Wednesday, July 20, 2011

3 paragraphs on Eyes of Laura Mars

1978, Irvin Kirshner -- Netflix

At one point I was a massive John Carpenter fan (still like the guy and much of his work but I don't see all of his work with such rose-colored glasses anymore) but I knew there were a few gaps in my Carpenter-ouvre viewing. I had heard of this TV movie he'd written starring a prominent '70's actress, with a title that had something to do with vision. Once I became aware of Eyes of Laura Mars, starring Faye Dunaway, I was convinced that was it. About 10 minutes into the film, with some not-at-all disguised nudity in pictures in the background and casual swearing in the dialogue, as well as Irvin Kirshner (he of Empire Strikes Back infamy) attached as director (Kirshner slumming it for TV? Couldn't be) I became confused. To the Wikipedia machine. Oh... the John Carpenter written-AND-directed-for-TV film was "Someone is Watching Me" starring Lauren Hutten. You can see how I made that mistake can't you?

(definite spoilers below)

Anyway, Eyes of Laura Mars finds Dunaway as the titular character, a preeminent photographer, successful in both the fashion and artistic communities, with a penchant for staging provocative set pieces involving nudity and death... you know, as a reflection of our yadda yadda blah blah blah. But at the height of her success Laura's models, associates and friends start getting murdered, and somehow Laura is witnessing the murders telepathically. She confides in Lieutenant John Neville (a shockingly young Tommy Lee Jones) her visions, and he shows her some photos of old murder cases which resemble some of her photographs. Is she just psychically connected to death or is she connected to a single murderer? As more of her acquaintances and friends are killed, and her life is threatened more than once, her and Neville fall in love. Despite any palpable chemistry between them, each proclaims an uncontrollable attraction to the other, which basically telegraphs the end of the film, where it's reveal that the murderer is... John Neville.

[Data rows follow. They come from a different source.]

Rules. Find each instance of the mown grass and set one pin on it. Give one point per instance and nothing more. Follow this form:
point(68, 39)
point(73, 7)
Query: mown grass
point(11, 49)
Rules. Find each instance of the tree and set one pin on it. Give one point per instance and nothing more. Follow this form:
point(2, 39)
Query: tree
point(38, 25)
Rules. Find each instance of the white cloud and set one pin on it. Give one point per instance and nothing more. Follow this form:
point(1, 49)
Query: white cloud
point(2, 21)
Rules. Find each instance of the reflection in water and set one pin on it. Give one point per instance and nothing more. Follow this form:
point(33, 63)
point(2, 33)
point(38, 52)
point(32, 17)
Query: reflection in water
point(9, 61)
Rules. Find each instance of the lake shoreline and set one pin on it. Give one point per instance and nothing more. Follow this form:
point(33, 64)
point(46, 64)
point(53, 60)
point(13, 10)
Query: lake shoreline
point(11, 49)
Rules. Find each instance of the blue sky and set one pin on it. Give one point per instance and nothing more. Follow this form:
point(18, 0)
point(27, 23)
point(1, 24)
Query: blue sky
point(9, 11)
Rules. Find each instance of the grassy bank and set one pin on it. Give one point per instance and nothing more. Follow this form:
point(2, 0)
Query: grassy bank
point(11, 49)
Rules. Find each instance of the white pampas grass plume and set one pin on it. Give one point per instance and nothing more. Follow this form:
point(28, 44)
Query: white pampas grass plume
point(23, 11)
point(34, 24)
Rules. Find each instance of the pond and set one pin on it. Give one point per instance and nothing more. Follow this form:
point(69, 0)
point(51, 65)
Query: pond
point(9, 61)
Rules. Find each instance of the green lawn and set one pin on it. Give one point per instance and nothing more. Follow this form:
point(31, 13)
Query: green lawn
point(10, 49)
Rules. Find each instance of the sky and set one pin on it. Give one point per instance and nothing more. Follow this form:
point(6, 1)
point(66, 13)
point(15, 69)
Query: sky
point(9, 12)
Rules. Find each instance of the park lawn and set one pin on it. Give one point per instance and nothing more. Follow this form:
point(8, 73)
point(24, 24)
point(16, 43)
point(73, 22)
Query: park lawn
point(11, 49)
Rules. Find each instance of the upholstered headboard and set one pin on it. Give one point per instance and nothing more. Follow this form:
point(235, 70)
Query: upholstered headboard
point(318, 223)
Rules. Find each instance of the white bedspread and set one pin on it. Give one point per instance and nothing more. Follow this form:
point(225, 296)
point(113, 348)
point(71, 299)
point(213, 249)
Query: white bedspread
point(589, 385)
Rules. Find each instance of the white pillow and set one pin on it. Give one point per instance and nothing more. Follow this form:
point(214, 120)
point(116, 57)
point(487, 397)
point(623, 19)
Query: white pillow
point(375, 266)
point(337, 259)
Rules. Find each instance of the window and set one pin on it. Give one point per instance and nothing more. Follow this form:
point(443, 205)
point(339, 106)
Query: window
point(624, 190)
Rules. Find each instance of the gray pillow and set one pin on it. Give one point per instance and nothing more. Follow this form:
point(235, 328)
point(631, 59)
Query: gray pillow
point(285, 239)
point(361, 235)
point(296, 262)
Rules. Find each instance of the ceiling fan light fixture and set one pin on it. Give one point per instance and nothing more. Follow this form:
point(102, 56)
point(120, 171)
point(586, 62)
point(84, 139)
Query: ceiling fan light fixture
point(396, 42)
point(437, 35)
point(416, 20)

The film is an Americanization of the Italian gaillo horror/suspense/thriller genre made popular by directors like Dario Argento, Lucio Fulci and Mario Bava. Kirshner and Carpenter do a remarkable job capturing the feel of that style of film (anyone who has compared Carpenter's score for Halloween to that from Argento's Deep Red will know he's quite familiar with the genre), emphasizing the style as much as the story, and sustaining an intensity even in scenes that should not be so intense. It should have been a terrific thriller, and it is, save for the fact that the ending revelation is so mind-bogglingly dumb. Neville's reveal that he has a split personality disorder, the hokey explanation for the origins of it, and the thoroughly overacted confrontation between the two leads basically threw the entire film under a bus, or jabbed an ice pick in its eye, if you will.